African Christian Leadership, Realities, Opportunities and Impact

Edited by Robert J Priest and Kirimi Barine ( Orbis Books for the American Society of Missiology, 2017). $30 USD.

This book, with fifteen contributors, has a clear and openly stated purpose – to assist those investing funds in education and training of leaders for Africa’s churches to know the most fruitful projects in which to place the funds from their foundations and churches.

The evidence for this springs almost from every page. And of course the venture of which this book is the culmination, to interview 8041 people in three countries of Africa, Angola, Kenya and the Central African Republic, in four languages, to discover which pastoral leaders they believed were having an unusually positive impact in their countries, could only be undertaken with significant financial investment. Having identified these current leaders, in-depth interviews were then conducted with them to discover the commonalities among the factors that had lain behind their development as leaders.

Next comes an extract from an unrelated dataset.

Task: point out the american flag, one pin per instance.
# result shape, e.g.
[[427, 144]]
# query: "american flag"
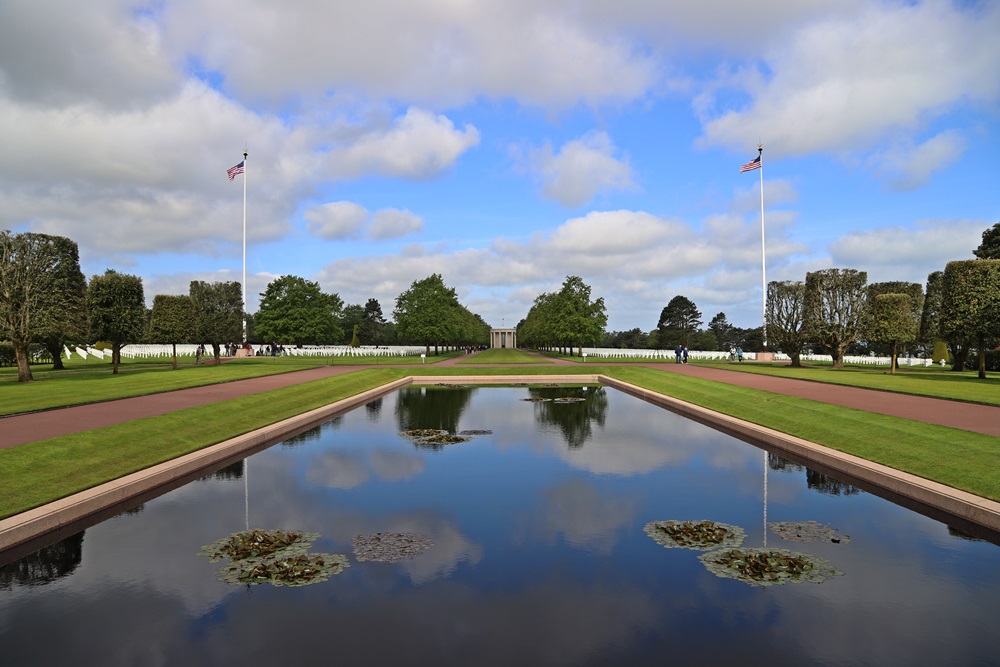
[[233, 171], [749, 166]]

This procedure is very worthy and understandable. Its findings are informative. Mentoring and formal education are central to leadership development. The overriding finding is that a major competence in influential Christian leaders is ‘bridging social capital’ not only horizontally across cultural divides but crucially also vertically between the different social and economic levels of society. This also applies internationally. ‘When Christians connect globally within the framework of shared transcendent values, and within a framework of trust and trustworthiness, their collaborative efforts can achieve far more than either partner could achieve without such ties.’ (p.76) This equally applies to donors because ‘ when governments in Europe or North America wish to transmit resources to places like Africa, their lack of close ties with those most in need means that the resources typically are transferred in ways that invite high levels of corruption and misuse by unscrupulous middlemen.’ ( p.77) Further, ‘ even secular governments or aid organisations often find such religious networks vastly preferable partners to local non-religious parties’. Ibidem. The UK DFID should take note since it refuses to provide aid specifically to church groups. A negative finding was that most Christian churches, organisations and leaders have a minimal focus on Islam.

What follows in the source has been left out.